He closes his eyes, long and slow. When he opens them again, it’s like the walls have finally cracked, and I can see through to something raw and real. “Because I scented you first. Before you ever went to finishing school. Before anyone knew what you’d be.”
The world goes quiet except for the rain.
“You never told me.” My thumb grazes his jaw.
“Don’t do that.”
I tilt my head. “Why not?”
He shudders. “If you do, I won’t be able to stop.”

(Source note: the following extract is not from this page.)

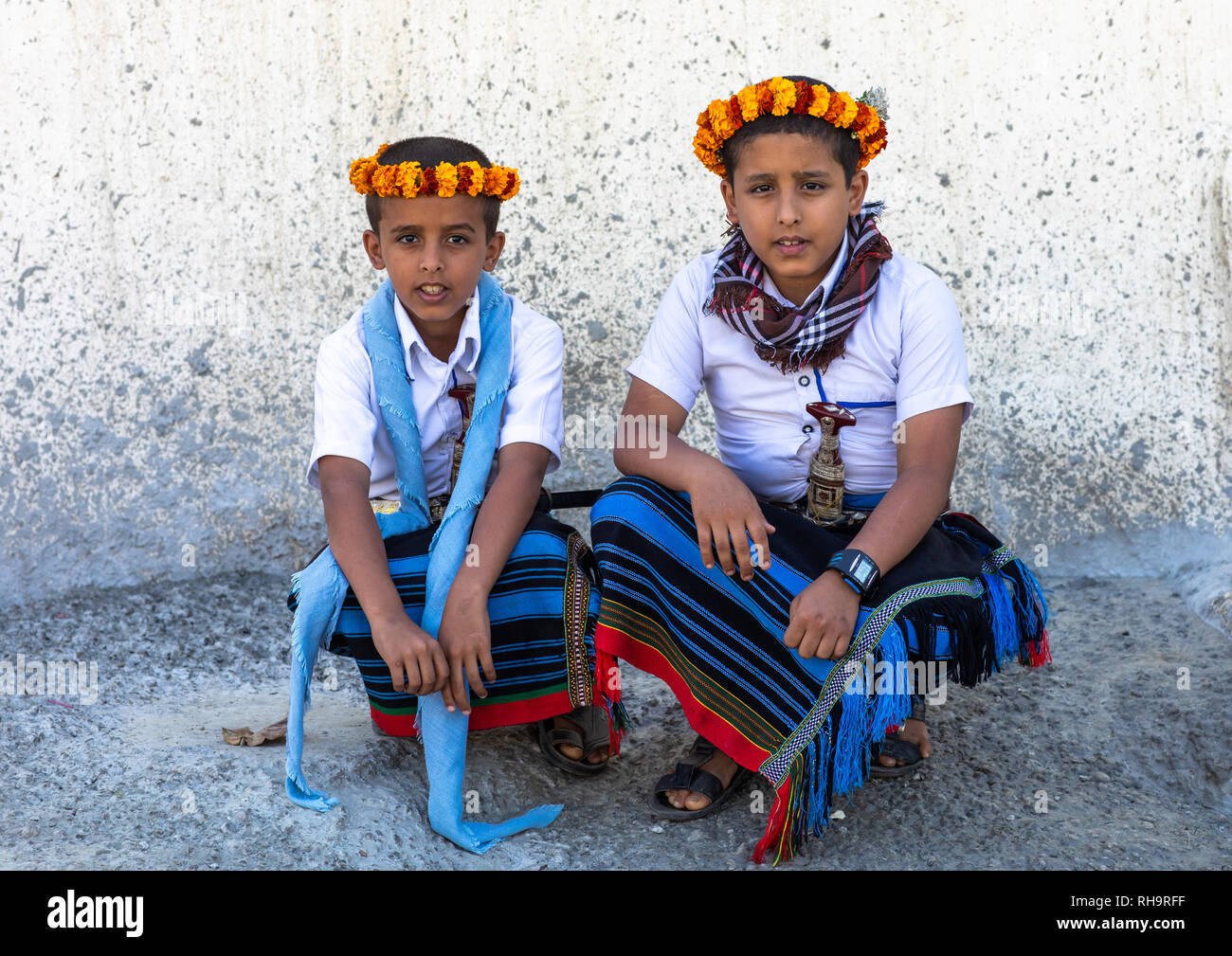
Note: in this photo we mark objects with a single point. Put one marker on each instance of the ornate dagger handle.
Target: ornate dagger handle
(825, 470)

My throat goes tight. The candle flickers between us, as if being nearly blown out by the storm outside. I close the last inch of space. “Then don’t stop.”
For a long, fragile moment, Zane just looks at me. Then he leans in and kisses me so softly, it almost doesn’t register. His lips taste like a promise broken and re-forged. The second kiss is firmer, and then there’s no more space between us. The blanket falls to the floor.
He pulls me into his lap, careful but desperate.
It’s like if he’d been waiting for years to do exactly this.
My hands find their way under his hoodie, over his ribs, and across the hot skin of his back.
I want to memorize every inch of him. His tongue is patient, coaxing, our kiss a slow burn.
I nip his lower lip and he groans. The sound goes straight to my knees.
Outside, the storm tears at the windows. I can barely hear it over the pounding in my chest. The resignation of all restraint Zane and I have exhibited since the very day we learned we were scent-matches.
So many years of holding back.
Of fighting against biology and tradition.
He moves his hands up my shirt, pausing just below my bra.
Is he asking for permission? I nod. His hands are big and rough, and the way he cups my breasts makes me dizzy.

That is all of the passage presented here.